The p-value (statistical significance) measures the difference in relation to the variability. The loading values are the coefficients of the linear combination in the direction of the largest multivariate variability. The latter are influenced by the other variables in the data set (their correlation structure). So while there exists some sort of relation, they cannot be compared directly - maybe except for the special case of having just one variable (gene).
You could do robustness checks by removing some variables from the data set that show up on the same principal component axis (a highly correlated one, for example).
Further to Andreas Krause's comments, don't forget that PCA is usually a technique performed to explore/describe/summarize the variation observed in your data -- but without any notion of group membership being accounted for. That is, PCA is an unsupervised method.
In comparison, your p-values and fold-changes are describing the differences between the groups.
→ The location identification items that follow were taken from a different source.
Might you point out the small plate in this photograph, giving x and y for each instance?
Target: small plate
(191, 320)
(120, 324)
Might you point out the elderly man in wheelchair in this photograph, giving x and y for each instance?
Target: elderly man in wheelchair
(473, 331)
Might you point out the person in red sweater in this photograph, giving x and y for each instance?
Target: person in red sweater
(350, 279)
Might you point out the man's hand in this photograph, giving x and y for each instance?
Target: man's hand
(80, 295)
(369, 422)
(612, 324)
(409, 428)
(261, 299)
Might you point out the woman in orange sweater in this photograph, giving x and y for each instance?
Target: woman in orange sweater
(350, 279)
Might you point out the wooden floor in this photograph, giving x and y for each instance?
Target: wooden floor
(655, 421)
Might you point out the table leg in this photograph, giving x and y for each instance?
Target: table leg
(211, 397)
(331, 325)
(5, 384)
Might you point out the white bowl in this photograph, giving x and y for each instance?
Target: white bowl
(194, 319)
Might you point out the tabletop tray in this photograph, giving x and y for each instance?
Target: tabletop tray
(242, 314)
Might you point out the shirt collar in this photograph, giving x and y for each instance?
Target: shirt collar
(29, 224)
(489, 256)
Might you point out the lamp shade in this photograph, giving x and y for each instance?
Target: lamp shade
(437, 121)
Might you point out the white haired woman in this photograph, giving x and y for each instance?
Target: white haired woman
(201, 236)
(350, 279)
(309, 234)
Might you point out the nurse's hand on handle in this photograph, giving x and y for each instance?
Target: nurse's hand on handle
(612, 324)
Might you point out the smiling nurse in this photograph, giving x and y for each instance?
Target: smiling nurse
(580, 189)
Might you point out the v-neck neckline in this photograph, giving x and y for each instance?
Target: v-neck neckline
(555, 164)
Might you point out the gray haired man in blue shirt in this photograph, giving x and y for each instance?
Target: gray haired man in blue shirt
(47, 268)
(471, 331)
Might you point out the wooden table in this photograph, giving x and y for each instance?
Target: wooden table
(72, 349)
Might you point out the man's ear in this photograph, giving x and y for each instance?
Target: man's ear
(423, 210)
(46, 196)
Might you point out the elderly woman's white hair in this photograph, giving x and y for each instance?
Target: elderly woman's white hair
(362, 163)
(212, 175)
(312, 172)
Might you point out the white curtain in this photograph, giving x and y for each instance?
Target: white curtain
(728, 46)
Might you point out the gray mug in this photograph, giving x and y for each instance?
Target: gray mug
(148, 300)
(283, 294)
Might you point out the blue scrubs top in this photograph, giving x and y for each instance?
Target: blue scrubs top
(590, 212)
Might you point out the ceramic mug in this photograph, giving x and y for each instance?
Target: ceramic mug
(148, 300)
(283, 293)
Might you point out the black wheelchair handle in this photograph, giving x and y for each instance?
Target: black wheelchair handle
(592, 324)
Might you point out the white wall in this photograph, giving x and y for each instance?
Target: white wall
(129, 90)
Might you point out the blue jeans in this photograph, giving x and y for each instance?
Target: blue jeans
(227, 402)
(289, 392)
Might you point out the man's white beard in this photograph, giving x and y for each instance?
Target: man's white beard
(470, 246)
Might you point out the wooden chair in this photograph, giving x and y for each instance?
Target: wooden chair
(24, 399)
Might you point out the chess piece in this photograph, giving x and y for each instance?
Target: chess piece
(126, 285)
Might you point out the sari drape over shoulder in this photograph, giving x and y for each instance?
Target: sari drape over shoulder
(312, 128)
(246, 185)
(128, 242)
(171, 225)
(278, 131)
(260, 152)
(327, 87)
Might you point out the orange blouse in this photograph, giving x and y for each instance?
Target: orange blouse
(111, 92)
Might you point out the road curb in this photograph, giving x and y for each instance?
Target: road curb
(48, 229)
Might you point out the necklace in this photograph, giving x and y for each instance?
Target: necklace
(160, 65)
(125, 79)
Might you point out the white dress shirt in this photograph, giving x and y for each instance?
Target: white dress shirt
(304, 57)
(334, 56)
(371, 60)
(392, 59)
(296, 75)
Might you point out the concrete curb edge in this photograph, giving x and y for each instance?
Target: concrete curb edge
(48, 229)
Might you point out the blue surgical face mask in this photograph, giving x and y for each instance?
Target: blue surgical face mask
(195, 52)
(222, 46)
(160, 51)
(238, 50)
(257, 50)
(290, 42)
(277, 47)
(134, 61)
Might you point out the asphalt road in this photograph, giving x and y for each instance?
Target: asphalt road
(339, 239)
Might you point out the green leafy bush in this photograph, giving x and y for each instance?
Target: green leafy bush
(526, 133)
This would definitely count as a supervised analysis (though the term is not usually used when looking at one predictor at a time).
The idea might be more familiar if you look at a classification method like Discriminant analysis rather than just one predictor at a time methods.
PCA looks at the patterns of variation in a set of variables X1, .., Xp.
Discriminant analysis uses very similar methods to look at the pattern of variation *between* two groups.
Crudely speaking,
PCA: ~ X1 + X2 + ... + Xp
Disc Analysis: Group ~ X1 + X2 + ... + Xp
PCA is unsupervised; DA is supervised. These address different questions, so the importance of the X variables can change substantially.